O governo pode começar o próximo ano com uma previsão orçamentária para novos investimentos menor que o valor devido por obras já realizadas ou em execução. Relatório da Consultoria de Orçamento e Fiscalização Financeira da Câmara aponta que esse fenômeno já aconteceu em 2014, quando os restos a pagar de investimento atingiram R$ 89,7 bilhões, enquanto os investimentos programados no Orçamento deste ano somaram R$ 81,864 bilhões. Para 2015, a proposta orçamentária prevê investimentos novos de R$ 67,259 bilhões, o que poderá ser bem inferior ao que ficará de restos a pagar de exercícios anteriores, cujo montante só será conhecido em janeiro.

"As dotações do orçamento de 2015 concorrerão pela programação financeira com um volume crescente de restos a pagar. Em 2014, os restos a pagar de investimentos (R$ 89,7 bilhões) e os restos a pagar no âmbito do PAC (R$ 69,5 bilhões) ultrapassam as dotações do orçamento do exercício, fenômeno que deverá se repetir em 2015. A existência dessas programações, em tese, reduz a pressão para aprovação do orçamento dentro do próprio exercício", alerta o relatório da Consultoria de Orçamento.

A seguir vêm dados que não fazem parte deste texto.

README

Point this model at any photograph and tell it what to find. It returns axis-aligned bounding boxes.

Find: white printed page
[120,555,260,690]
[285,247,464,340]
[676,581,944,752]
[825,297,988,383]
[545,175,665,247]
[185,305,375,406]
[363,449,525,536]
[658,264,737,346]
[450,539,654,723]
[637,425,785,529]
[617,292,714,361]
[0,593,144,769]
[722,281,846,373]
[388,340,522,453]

Esses valores não consideram as despesas do Fundo de Arrendamento Residencial (FAR), vinculadas ao Minha Casa, Minha Vida. Transferir o pagamento de uma despesa de um ano para outro tem ajudado o governo no cumprimento da meta de superávit primário.

Com o orçamento apertado, devido à frustração de receitas e às despesas em ascensão neste ano, a tendência é que o volume de restos a pagar em 1º de janeiro fique ainda maior. No início do ano, são incluídos os projetos empenhados no exercício anterior, mas ainda não quitados. As despesas entram no cálculo do primário somente após o desembolso.

Para os professores Armando Cunha e Fernando Rezende, da FGV Projetos, os restos a pagar deixaram de ser um instrumento contábil para se transformar em uma forma de gerir as despesas com o objetivo de ajudar no cumprimento da meta de superávit primário.

Segundo eles, esse entendimento deixará de ser aplicado apenas quando a reforma orçamentária entrar na agenda de discussão do governo. "Nos últimos anos, os restos a pagar evoluíram de uma regra contábil para instrumento de gestão", afirmou Cunha, coordenador da FGV Projetos.

Rezende ressaltou que os restos a pagar vêm sendo utilizados para garantir a meta fiscal em cenário econômico mais conturbado, em que há limitação para aumento da carga tributária.

Na avaliação do especialista, o aumento sucessivo dos restos a pagar nos últimos anos dificulta a administração das contas públicas e abre espaço para o uso de "novos expedientes" como as manobras contábeis adotadas recentemente no governo federal para conseguir cumprir a meta de primário.

Outros técnicos destacaram que o crescimento dos restos a pagar reflete o fato de o governo superestimar as receitas. Somente neste ano, a receita total teve a redução de R$ 57,360 bilhões entre a apresentação do decreto de programação e o quinto relatório bimestral que analisa o comportamento das receitas e despesas para que seja compatível com a meta de superávit primário, divulgado dia 21 pelo Ministério do Planejamento.

"Se a receita está superestimada, isso permite empenhar, porque está dentro da programação, porque há a previsão de arrecadar. Não se pode gastar. Em caso de desembolso, aparece no [resultado] primário. Então isso reflete, para que haja um empenho, uma possibilidade de gasto, mas sem o crescimento proporcional do pagamento, porque há uma meta para cumprir", explicou um consultor.

Com esse "orçamento paralelo", o governo fica ainda, conforme técnicos, menos pressionado a aprovar a proposta de orçamento de 2015. Isso porque, mesmo que o orçamento não seja aprovado, o Executivo pode continuar executando as obras, porque tem essa "enorme carteira" de restos a pagar. O que não pode fazer é contratar novos investimentos. Na semana passada, o líder do governo na Câmara, deputado Henrique Fontana (PT-RS), previu dificuldade em aprovar a peça orçamentaria até o fim do ano legislativo.

Essa "bola de neve" preocupa porque o planejamento de longo prazo fica "completamente desvirtuado". "Para que estou aprovando orçamento de investimento de 2015, se tenho o de 2014, 2013 e 2012, que ainda não fiz? Acho que as prioridades não estão bem definidas", explicou um consultor.